Alawneh, Jafar. The use of microbial genome mining for in silico discovery of novel secondary metabolite gene clusters. Retrieved from https://doi.org/doi:10.7282/t3-sz99-qh48
DescriptionSecondary metabolites (SMs) are small organic molecules that have various biological functions and produced by bacteria, fungi, archaea, and plants. Because of their diverse structures, different SMs have been shown to have antibacterial, antifungal, antiviral, and anticancer activities. Nonribosomal peptides (NRPs) and polyketides (PKs) are two diverse classes of SMs that are produced by nonribosomal peptide synthetase (NRPS) and polyketide synthase (PKS), respectively. One class of SMs, the epothilones, were discovered in the soil bacteria S. cellulosum and some epothilones have been shown to have antitumor activities similar to the taxanes. There is significant interest in expanding the available pool of structurally unique epothilones and other SMs as therapeutic candidates, however the distribution and structural variations in the microbial genomic landscape is currently poorly understood.

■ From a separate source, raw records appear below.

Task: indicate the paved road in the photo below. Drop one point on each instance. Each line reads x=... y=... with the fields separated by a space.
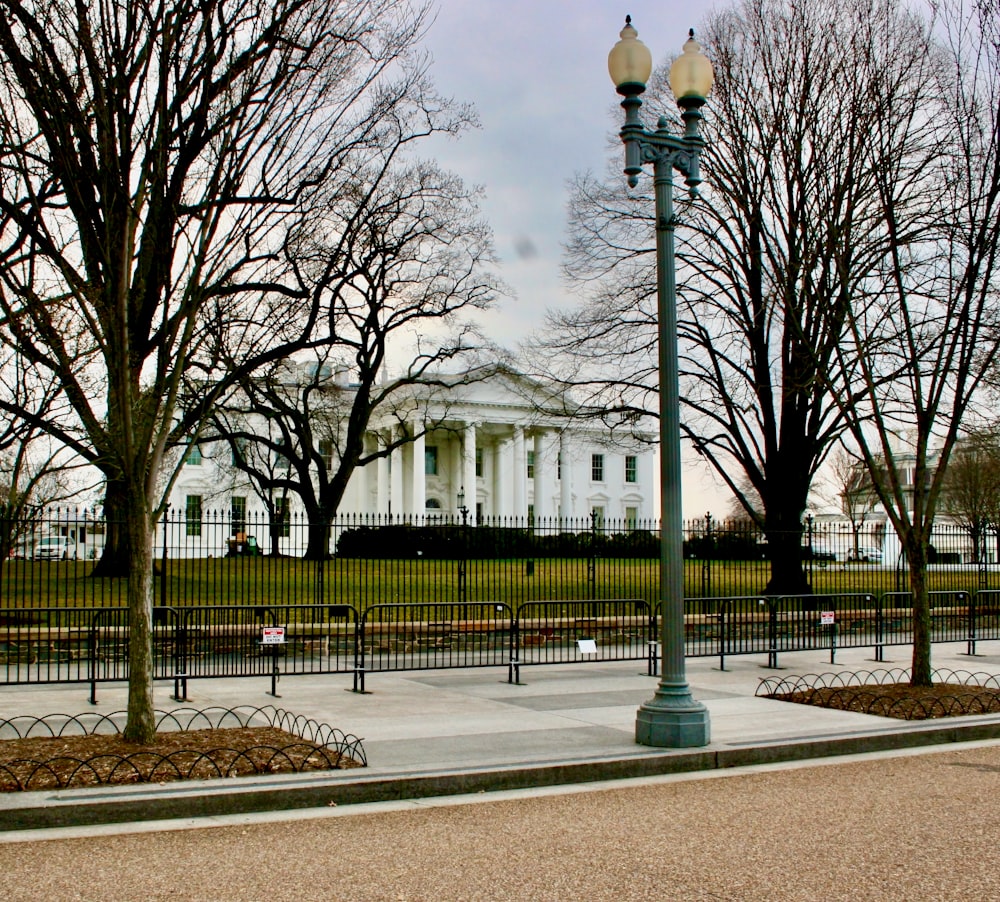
x=911 y=826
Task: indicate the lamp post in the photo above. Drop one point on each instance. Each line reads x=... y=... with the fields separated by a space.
x=672 y=718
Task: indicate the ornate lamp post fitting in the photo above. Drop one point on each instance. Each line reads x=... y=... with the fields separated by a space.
x=672 y=718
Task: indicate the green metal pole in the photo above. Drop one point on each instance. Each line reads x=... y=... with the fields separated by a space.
x=672 y=718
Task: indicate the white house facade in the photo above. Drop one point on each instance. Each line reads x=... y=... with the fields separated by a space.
x=483 y=445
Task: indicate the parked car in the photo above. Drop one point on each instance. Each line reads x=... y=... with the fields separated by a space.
x=55 y=548
x=867 y=554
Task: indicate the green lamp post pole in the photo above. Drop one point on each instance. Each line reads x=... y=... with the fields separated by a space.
x=672 y=718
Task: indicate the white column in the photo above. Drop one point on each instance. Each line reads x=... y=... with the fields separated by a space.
x=396 y=481
x=469 y=466
x=543 y=475
x=418 y=484
x=519 y=509
x=382 y=486
x=501 y=478
x=565 y=479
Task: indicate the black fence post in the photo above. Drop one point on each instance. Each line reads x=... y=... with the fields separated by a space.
x=181 y=654
x=92 y=656
x=971 y=613
x=772 y=633
x=879 y=627
x=163 y=559
x=514 y=667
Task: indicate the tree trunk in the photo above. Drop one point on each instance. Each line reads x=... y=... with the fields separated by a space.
x=141 y=723
x=787 y=575
x=318 y=543
x=115 y=558
x=920 y=670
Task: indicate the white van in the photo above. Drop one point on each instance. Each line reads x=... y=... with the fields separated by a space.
x=55 y=548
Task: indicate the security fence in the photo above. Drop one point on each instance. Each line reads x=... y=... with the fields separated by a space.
x=365 y=561
x=90 y=645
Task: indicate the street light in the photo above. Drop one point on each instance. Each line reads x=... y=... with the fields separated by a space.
x=672 y=718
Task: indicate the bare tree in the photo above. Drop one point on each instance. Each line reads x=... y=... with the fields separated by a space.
x=410 y=255
x=36 y=470
x=971 y=491
x=852 y=488
x=156 y=158
x=771 y=256
x=924 y=336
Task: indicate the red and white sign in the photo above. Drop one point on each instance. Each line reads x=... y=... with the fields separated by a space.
x=273 y=635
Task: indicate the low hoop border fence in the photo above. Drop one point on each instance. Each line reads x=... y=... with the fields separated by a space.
x=90 y=645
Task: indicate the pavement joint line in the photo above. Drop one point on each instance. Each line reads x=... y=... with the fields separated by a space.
x=482 y=797
x=250 y=794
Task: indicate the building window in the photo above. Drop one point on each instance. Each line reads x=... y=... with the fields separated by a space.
x=326 y=453
x=238 y=514
x=281 y=461
x=281 y=516
x=192 y=514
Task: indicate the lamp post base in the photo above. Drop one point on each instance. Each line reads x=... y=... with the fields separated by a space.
x=672 y=719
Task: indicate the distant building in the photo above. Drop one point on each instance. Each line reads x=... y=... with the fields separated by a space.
x=485 y=444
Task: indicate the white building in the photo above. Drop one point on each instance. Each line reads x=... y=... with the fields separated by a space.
x=485 y=440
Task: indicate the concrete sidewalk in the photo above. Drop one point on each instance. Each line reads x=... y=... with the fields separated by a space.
x=431 y=733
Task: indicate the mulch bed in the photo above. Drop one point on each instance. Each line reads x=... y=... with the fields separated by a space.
x=901 y=700
x=40 y=763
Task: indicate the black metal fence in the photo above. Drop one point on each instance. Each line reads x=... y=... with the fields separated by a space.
x=88 y=645
x=218 y=561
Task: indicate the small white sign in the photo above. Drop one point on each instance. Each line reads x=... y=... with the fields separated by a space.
x=273 y=635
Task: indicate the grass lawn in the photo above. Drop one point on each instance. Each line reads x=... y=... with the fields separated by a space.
x=362 y=583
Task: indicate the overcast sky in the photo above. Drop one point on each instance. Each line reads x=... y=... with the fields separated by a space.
x=537 y=74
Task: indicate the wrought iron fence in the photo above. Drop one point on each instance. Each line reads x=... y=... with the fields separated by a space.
x=218 y=561
x=90 y=645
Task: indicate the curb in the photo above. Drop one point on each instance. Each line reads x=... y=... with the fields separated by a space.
x=206 y=798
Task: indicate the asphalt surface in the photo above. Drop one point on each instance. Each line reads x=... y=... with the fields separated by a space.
x=911 y=816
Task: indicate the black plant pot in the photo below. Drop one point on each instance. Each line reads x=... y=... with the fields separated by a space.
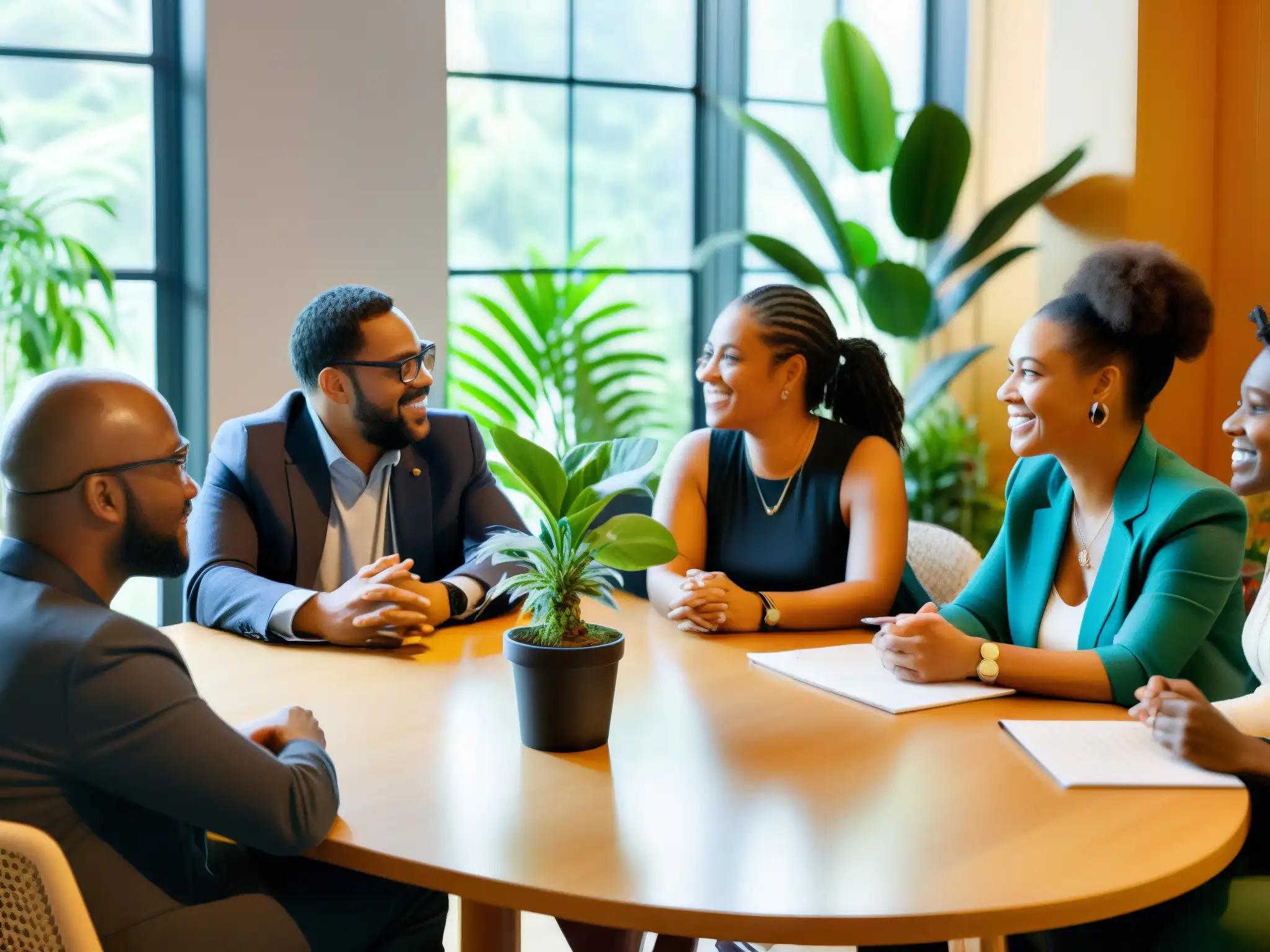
x=564 y=696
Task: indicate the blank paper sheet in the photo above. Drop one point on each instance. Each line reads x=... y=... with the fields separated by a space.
x=856 y=672
x=1109 y=754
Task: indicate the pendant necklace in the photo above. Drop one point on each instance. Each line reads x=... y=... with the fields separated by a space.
x=1082 y=555
x=774 y=509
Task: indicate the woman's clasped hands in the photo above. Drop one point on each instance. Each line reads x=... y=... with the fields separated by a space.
x=926 y=648
x=711 y=603
x=1186 y=725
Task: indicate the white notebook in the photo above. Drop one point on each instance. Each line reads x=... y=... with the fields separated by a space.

In this study, genome mining was used to find Epothilone-similar gene clusters (ESGCs) and other SMs gene clusters that potentially encode Epothilone-similar compounds and novel SMs. The sequences of genes (epo A-F) forming the S. cellulosum So ce90 Epothilone gene cluster were initially used to find epo A-F homologs (EAFHs) in other bacteria. These homologs were used to find gene clusters (ESGCs), and these newly discovered gene clusters were subsequently used to screen bacterial species and strains to find currently unidentified ESGCs and hybrid PKS-NRPS gene clusters that potentially encode novel SMs. The gene clusters identified in this study can be divided into three groups: 1) ESGCs highly similar to the Epothilone gene cluster and likely produce epothilone variants; 2) Gene clusters highly similar to those that encode genes which produce other secondary metabolites; 3) Gene clusters that showed relatively low similarities with secondary metabolite gene clusters. Many of these gene clusters are reported for the first time in this study. Further, a number of EAFHs identified in this study were used for in silico design of ESGCs, which resulted in new gene clusters that could produce novel Epothilone-similar compounds with predictable molecular structures. These results suggest that directed manipulation of modular EGSC components is a viable approach to producing a large number of new secondary metabolites for testing against pathogens and cancer cells.